Kein Annafest 2020 - wir stellen die Gesichter des Forchheimer Traditions-Events vor und erzählen, was sie bewegt. Sie gelten als Annafest-Urgesteine: die Familie Melchior mit ihrem Süßigkeitenwagen. Und die Damen haben noch einiges vor.
Es gibt sie noch, diese Schausteller, die man als Urgesteine ihrer Zunft bezeichnet. Die man bereits seit der eigenen Kindheit, oder anders gesagt, seit gefühlten Ewigkeiten kennt. Jedes Jahr aufs Neue stehen sie mit ihren Buden immer wieder auf dem selben Standplatz der regionalen Volksfeste.
Sie sind stets auf Achse, das Reisen wird ihnen in die Wiege gelegt. Ein faszinierendes Leben, das auch heute noch seinen Glanz bewahrt hat. Wenn nicht die Pandemie die Schausteller in eine ihrer größten Krisen gestürzt hätte, die auch die Unikate des Forchheimer Kellerwaldes nicht verschont.
Name Melchior gehört zum Annafest
Seit beschriebenen Ewigkeiten gehört der Name Melchior zum Annafest, wie das Festbier in den Steinkrug. Die Süßwarenbude Melchior steht seit Jahrzehnten gegenüber dem Riesenrad und ist von dort nicht mehr wegzudenken. Wenn es nach dem Wunsch von Eveline Melchior und ihrer Schwester Karin Jonas ginge könnte dies auch in tatsächlich alle Ewigkeit so weiter gehen.
Eveline Melchior (71), die von Freunden und Stammkunden meist nur "Evi" gerufen wird, führt das Schaustellergeschäft unter Mithilfe ihrer Schwester Karin Jonas (73) seit 2014 alleine weiter, nachdem ihr Mann Heinz nach längerer Krankheit damals im Herbst verstarb: "Ja, meinen Heinz hat ein jeder gekannt, hatte immer einen lockeren Spruch drauf. Noch heute fragen die Leute nach ihm, egal ob am Annafest oder der Michaelis-Kirchweih in Fürth. Er war bei Kunden und Kollegen gleichermaßen beliebt, das macht mich schon ein wenig stolz."

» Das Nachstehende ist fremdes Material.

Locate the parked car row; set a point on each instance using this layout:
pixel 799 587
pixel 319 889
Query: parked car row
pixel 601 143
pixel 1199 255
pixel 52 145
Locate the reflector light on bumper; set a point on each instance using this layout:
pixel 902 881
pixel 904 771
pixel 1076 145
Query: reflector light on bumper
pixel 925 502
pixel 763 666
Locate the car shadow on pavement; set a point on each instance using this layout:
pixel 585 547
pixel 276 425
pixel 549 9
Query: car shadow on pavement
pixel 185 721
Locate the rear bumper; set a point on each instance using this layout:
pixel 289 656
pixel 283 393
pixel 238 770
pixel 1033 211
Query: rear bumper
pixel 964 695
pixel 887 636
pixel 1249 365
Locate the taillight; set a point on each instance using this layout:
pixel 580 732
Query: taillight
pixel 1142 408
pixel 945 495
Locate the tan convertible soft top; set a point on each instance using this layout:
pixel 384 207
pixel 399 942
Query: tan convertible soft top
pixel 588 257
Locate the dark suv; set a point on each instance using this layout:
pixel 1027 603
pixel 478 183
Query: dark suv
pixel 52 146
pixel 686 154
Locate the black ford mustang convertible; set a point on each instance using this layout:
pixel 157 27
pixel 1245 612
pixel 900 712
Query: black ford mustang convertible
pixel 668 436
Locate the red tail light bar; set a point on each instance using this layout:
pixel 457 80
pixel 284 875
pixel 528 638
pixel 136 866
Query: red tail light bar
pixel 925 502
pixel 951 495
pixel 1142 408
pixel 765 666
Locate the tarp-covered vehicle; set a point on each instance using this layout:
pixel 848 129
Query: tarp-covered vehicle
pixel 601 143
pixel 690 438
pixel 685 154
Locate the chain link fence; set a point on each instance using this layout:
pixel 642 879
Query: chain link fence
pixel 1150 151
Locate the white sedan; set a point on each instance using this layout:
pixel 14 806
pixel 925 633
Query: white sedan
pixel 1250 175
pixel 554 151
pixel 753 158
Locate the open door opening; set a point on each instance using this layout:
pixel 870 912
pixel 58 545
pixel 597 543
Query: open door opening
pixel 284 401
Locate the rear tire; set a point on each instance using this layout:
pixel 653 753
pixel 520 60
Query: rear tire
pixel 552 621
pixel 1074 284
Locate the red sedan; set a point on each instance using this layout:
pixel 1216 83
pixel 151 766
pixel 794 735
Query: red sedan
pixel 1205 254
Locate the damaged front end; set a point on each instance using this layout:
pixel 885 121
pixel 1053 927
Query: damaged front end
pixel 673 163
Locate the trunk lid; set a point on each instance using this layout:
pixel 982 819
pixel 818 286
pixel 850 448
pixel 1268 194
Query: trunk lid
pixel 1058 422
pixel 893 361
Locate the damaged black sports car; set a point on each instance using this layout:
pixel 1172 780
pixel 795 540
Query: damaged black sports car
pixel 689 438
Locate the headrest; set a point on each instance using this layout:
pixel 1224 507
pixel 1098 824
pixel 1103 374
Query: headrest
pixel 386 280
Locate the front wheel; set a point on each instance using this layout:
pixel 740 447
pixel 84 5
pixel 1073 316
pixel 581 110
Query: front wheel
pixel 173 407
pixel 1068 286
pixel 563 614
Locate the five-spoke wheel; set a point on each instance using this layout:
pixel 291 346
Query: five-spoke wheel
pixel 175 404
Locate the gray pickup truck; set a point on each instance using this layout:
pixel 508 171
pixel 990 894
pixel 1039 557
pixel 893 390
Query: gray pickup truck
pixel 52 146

Heinz Melchior kam 1945 im Wohnwagen seiner Eltern auf der Bamberger Gartenstadt-Kerwa zur Welt. Als das Annafest im Folgejahr nach dem Ende des Krieges erstmals wieder in den Zeitungsarchiven auftaucht, war der kleine Heinz bereits dabei und feierte jährlich am 1. August seinen Geburtstag im Kellerwald. Selbst als er bereits über Schläuche von einer Sauerstoffflasche versorgt wurde, stand er weiter in der Bude - zusammengerechnet 68 Jahre lang. Bis ihn die Kraft verließ.

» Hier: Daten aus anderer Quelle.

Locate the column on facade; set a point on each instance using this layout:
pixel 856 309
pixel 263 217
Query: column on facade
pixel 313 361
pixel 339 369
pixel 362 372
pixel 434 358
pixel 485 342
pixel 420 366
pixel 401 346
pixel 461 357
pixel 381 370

In Erinnerung schwelgend werden Evi und Karin etwas wehmütig. Nicht nur die überstandene Trauerphase beschäftigt sie, denn in diesem Jahr ist alles anders. Die Pandemie hat vor allem Schausteller hart getroffen, viele Märkte wurden abgesagt. Aber sie lässt auch ein Luftholen im sonst besonders stressigen Sommer zu, wenngleich ungewollt: "Es ist für uns beide ungewohnt, so lange daheim untätig herumzusitzen und wir hoffen, dass das Ende der Pandemie bald kommt. Die ausbleibenden Einnahmen sind dabei nicht einmal der Hauptgrund. Klar, das Geld verdienen gehört ja schließlich auch dazu, aber man hat sich ja über die Jahre ein kleines Polster zurück gelegt. Uns fehlt schlicht unser Schausteller-Dasein, es hilft uns sprichwörtlich am Leben zu bleiben."
Derzeit halten sie sich beide zumindest tageweise am Schweizer Keller in Reuth über Wasser und vertreiben dort am Bierkellerstollen Lebkuchenherzen und Süßigkeiten: "Die Chefin Sabrina Wittnebel haben wir am Annafest kennengelernt. Sie sagte, kommt zu uns, bevor euer Zeug kaputt geht. Jeweils am Freitag stehen wir dort und haben uns ein Stück Leben zurückgeholt."